Shipa Corp., a startup that has built a cloud-native application management framework for managing the full app development lifecycle, is emerging from stealth mode today after banking $3.75 million in seed funding round led by Engineering Capital and Jump Capital.

Shipa is trying to make life easier for developers that build containerized applications based on Kubernetes. Software containers are used to host the components of modern apps that can run on any infrastructure, while Kubernetes is the open-source software that’s used to manage them.

The company aims to provide a more “application-centric” way of managing each app throughout its development lifecycle. It says this would be helpful, as developers these days have to spend hours contending with multiple infrastructure components.

That time could be better spent writing code and building new apps. Shipa says developers also devote a great deal of time to tasks such as writing custom scripts, YAML files and Helm charts that are used to configure and package their apps.

Shipa says its application management framework frees developers from these tasks by integrating into developers’ existing continuous integration/continuous development workflows and performance monitoring tools. That abstracts away the underlying infrastructure that hosts their apps.

Essentially, it’s a pre-built framework that can be used by any app built on Kubernetes. It creates and deploys application objects automatically, and it can also monitor the performance of these components to keep a lid on any problems. The framework also creates all of the Kubernetes objects and configuration files each app needs and automatically deploys them to the Kubernetes clusters that need them.

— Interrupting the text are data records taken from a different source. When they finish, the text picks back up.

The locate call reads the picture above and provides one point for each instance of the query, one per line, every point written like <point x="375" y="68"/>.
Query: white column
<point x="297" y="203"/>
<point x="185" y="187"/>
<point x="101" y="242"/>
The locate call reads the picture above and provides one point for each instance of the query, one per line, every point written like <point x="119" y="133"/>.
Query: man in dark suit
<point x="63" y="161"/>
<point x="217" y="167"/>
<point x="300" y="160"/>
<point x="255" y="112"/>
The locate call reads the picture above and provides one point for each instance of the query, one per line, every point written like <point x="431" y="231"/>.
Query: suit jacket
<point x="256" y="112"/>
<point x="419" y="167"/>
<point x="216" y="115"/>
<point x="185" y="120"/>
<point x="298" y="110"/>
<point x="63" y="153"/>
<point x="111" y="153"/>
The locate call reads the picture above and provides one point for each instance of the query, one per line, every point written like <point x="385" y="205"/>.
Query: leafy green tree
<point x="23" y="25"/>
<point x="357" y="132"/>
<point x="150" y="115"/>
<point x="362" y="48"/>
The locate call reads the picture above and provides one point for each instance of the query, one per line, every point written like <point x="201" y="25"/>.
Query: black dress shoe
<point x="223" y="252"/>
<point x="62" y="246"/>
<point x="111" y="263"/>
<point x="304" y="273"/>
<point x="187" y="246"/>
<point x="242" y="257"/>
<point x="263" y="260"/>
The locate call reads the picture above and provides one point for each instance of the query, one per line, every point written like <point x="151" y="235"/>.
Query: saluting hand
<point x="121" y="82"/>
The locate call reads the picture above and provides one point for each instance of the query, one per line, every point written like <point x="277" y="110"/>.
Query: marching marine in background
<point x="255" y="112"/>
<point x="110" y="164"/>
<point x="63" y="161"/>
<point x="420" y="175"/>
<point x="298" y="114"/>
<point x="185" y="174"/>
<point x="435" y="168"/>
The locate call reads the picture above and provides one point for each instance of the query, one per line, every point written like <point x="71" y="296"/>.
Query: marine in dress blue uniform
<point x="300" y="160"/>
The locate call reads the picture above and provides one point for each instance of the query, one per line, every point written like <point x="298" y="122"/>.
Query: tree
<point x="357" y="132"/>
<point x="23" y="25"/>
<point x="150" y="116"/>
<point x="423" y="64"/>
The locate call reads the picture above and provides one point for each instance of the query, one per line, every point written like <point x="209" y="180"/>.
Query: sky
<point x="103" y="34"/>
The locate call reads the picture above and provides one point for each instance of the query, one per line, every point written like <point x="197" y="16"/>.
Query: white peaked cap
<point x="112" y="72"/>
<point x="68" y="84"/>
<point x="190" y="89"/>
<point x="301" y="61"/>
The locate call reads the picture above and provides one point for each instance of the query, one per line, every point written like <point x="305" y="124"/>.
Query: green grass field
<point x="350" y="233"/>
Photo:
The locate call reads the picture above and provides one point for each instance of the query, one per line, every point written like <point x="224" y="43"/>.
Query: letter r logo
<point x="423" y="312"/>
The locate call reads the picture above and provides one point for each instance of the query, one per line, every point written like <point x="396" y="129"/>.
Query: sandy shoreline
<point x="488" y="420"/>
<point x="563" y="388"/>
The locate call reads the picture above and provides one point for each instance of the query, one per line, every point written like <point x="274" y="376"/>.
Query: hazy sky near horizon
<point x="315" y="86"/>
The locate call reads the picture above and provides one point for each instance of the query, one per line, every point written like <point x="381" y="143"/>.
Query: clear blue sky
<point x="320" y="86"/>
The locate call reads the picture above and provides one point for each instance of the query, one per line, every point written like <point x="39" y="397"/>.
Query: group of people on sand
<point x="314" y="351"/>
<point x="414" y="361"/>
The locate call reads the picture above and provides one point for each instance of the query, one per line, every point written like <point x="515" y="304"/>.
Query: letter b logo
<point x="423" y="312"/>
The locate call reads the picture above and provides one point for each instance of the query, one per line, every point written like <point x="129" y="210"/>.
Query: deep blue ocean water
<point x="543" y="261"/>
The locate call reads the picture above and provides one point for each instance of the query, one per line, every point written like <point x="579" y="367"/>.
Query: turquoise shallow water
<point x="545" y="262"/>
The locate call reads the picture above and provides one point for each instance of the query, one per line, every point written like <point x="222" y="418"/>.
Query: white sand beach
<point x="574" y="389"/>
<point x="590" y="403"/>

Besides writing new apps, one of the main benefits of Shipa’s framework is it can help to speed up the migration of existing legacy apps to Kubernetes. Companies often spend months creating new frameworks for these kinds of apps, but Shipa says it can help them to start getting value from Kubernetes almost immediately.

Shipa founder and Chief Executive Bruno Andrade said he was inspired to build a comprehensive application management framework after experiencing “crippling challenges” with deploying, managing and fixing cloud native applications.

“With Shipa, we are redesigning how cloud native applications are deployed and operated, helping organizations leverage Kubernetes’ benefits faster and at scale,” Andrade said. “We have taken what developers know are best practices for application delivery on Kubernetes, but built them natively into the Shipa framework so that they now become automatically part of every deployment pipeline.”

Constellation Research Inc. analyst Holger Mueller told SiliconANGLE startups such as Shipa are at the center of most innovation around Kubernetes.

“Shipa makes it easier and faster to build Kubernetes-based applications, and that’s a win for enterprises because it fuels acceleration,” Mueller said. “It’s a win for developers too, because it increases developer velocity.”